A quick brain teaser for you on this late Summer morning; aside from their initials, what do Cheryl Cole and Contact Centres have in common? They have both returned to the UK after failing to make it overseas. But all joking aside, the latter and somewhat less entertaining acronym has made the headlines recently, for after an era of overseas outsourcing it seems a trend is emerging towards brands bringing their contact centres back to the UK.
During this economic ‘winter of discontent’, opting for a domestic contact centre is becoming a way of aligning your brand and business with local values and, as our ever changing world spins dizzyingly on its axis and global economies morph in its wake, it appears that such hitherto money-spinning relocations could become a thing of the past.
This year Santander is moving operations back to the UK after receiving a high level of complaints, 165,000 in the latter half of 2010 alone. A spokesperson from the company stated that dealing with an off-shore contact centre caused “frustration that can lead to dissatisfaction”. The financial giant bolstered the news of its relocation with a branding overhaul and a new strapline, “driven to do better”, denoting its commitment to a better class of customer service. Societies are well accustomed to a global business environment, but it seems that consumers hesitate to embrace the notion of having their financial, sartorial or other needs dealt with by a call handler who could be many thousands of miles away, in a different time zone and who may well be fresh from a daily briefing about the goings on in Albert Square.
Rather than language issues or grievances over accents, a lack of cultural affinity is thought to be a key factor in the failure of some overseas contact centres to engage and satisfy customers. If a customer has a complex or contentious issue, any obstacle to empathy or understanding between the call handler and caller can escalate rapidly to a point where both brand and solution are irreparably marred. Having a conversation with an individual who relates and empathises with your issue and can analyse the problem within a shared cultural context is crucial to a satisfying and progressive business relationship.
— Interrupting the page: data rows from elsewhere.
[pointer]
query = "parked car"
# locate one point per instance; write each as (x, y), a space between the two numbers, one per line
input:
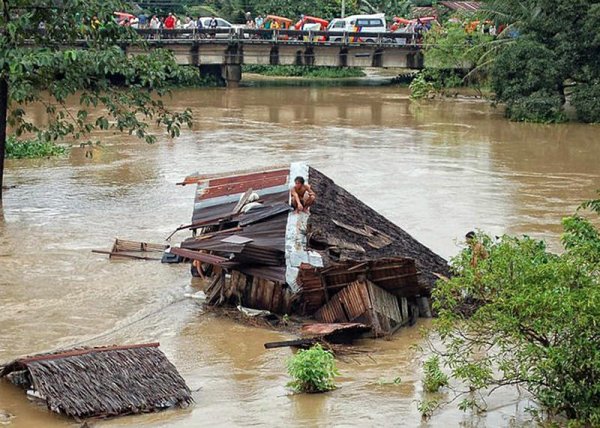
(221, 24)
(357, 24)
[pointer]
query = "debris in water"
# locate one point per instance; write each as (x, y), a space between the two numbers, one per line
(135, 250)
(101, 382)
(340, 263)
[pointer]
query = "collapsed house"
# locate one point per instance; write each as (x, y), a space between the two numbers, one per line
(341, 263)
(101, 382)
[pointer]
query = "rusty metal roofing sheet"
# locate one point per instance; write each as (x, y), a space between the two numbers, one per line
(203, 257)
(272, 273)
(223, 206)
(236, 239)
(466, 6)
(257, 215)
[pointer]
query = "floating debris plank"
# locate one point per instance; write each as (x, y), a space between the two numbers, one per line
(125, 249)
(101, 382)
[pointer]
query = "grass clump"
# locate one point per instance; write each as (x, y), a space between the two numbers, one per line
(32, 149)
(312, 370)
(303, 71)
(434, 378)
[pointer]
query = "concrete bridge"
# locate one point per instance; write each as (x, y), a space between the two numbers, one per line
(224, 51)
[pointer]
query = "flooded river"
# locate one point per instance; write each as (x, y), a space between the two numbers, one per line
(437, 169)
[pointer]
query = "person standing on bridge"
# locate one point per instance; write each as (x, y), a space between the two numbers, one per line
(213, 24)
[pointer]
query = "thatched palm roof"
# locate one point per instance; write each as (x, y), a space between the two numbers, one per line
(102, 382)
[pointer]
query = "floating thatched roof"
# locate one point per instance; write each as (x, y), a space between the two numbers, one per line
(101, 382)
(338, 215)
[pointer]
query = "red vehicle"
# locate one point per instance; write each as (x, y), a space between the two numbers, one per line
(312, 23)
(403, 22)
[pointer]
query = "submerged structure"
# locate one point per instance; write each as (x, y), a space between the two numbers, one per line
(101, 382)
(341, 263)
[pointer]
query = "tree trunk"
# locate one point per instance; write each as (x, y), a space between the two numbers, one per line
(3, 114)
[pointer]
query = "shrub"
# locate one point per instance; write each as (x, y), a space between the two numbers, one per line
(585, 99)
(539, 107)
(420, 87)
(536, 322)
(312, 370)
(434, 377)
(31, 149)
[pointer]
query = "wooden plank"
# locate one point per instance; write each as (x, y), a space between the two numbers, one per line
(113, 254)
(286, 343)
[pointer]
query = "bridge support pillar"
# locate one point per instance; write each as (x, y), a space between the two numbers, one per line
(231, 74)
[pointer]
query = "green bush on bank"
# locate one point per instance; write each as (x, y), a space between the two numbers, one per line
(303, 71)
(32, 149)
(312, 370)
(532, 319)
(539, 107)
(586, 101)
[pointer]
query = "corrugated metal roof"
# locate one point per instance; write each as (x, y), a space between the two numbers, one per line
(468, 6)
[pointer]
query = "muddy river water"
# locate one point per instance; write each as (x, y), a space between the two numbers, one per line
(437, 169)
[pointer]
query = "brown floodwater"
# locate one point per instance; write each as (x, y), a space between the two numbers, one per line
(438, 169)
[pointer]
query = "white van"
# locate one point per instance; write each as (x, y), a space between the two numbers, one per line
(357, 23)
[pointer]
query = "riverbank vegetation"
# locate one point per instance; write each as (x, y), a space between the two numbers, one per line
(522, 316)
(31, 149)
(312, 370)
(543, 61)
(42, 72)
(304, 71)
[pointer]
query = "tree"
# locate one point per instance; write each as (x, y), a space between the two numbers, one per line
(52, 52)
(562, 38)
(533, 320)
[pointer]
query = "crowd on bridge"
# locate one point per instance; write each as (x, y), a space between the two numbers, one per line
(374, 23)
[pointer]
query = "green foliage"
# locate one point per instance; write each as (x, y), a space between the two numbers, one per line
(585, 99)
(434, 378)
(48, 74)
(304, 71)
(549, 45)
(396, 381)
(31, 149)
(312, 370)
(420, 87)
(427, 407)
(535, 322)
(451, 47)
(539, 107)
(532, 91)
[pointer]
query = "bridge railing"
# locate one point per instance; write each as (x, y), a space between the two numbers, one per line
(237, 34)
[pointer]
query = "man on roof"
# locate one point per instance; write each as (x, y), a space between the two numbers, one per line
(302, 195)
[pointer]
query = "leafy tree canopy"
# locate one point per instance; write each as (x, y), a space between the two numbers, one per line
(532, 319)
(59, 50)
(554, 48)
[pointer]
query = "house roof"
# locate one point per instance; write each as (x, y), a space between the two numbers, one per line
(314, 254)
(465, 6)
(250, 240)
(340, 217)
(102, 382)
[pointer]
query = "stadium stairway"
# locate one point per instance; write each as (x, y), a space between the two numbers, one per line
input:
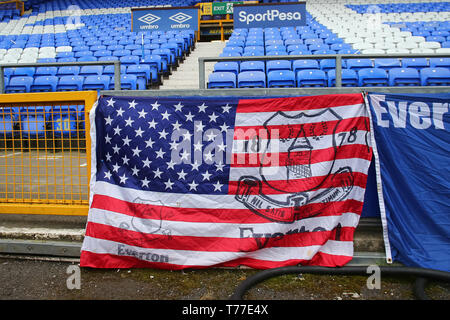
(186, 75)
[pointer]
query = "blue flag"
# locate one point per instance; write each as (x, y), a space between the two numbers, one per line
(412, 151)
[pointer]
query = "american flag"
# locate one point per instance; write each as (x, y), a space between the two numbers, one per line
(195, 182)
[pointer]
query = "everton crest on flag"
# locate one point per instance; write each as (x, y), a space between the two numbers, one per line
(198, 182)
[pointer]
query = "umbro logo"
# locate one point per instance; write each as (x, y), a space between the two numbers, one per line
(180, 17)
(149, 18)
Telecoms provider, New Call Telecom also recently returned to the UK after discovering the disparities in call efficiency between the UK and their outsourced offices in India. Speaking to the Economic Times CEO Nigel Eastwood asserted; “The average (call) handling time in the UK is three minutes. But if you go out to India you add another minute, unless it is a very efficient operation… we can actually reduce the head count with the saving”
During the earlier stages of relocations to India, low property and salary rates warranted the move, but in recent times inflation and prices have increased; Indian wages are expected to rise 13% over the next year. In short, what was working economically for businesses is no longer working for them or their customers. At New Call’s new offices in Burnley, Lancashire the rental cost in pounds per square foot is similar to that in major Indian cities and the area has good scope for an economicaly viable workforce. In addition, there are no extra costs for transporting managers or other staff to review progress on site and manage any issues.
As economic pressures mount throughout the world notions of patriotism come to the fore and businesses that show themselves to be supporting local economies and communities receive praise in the media and from politicians. Brands will undoubtedly be using Santander et al as litmus tests for their own future strategies. Astute brands know that failing to listen to the needs of their customers is integral to on-going success. It could be that consumer’s disaffection continues to pull the tide that will cause the sea change.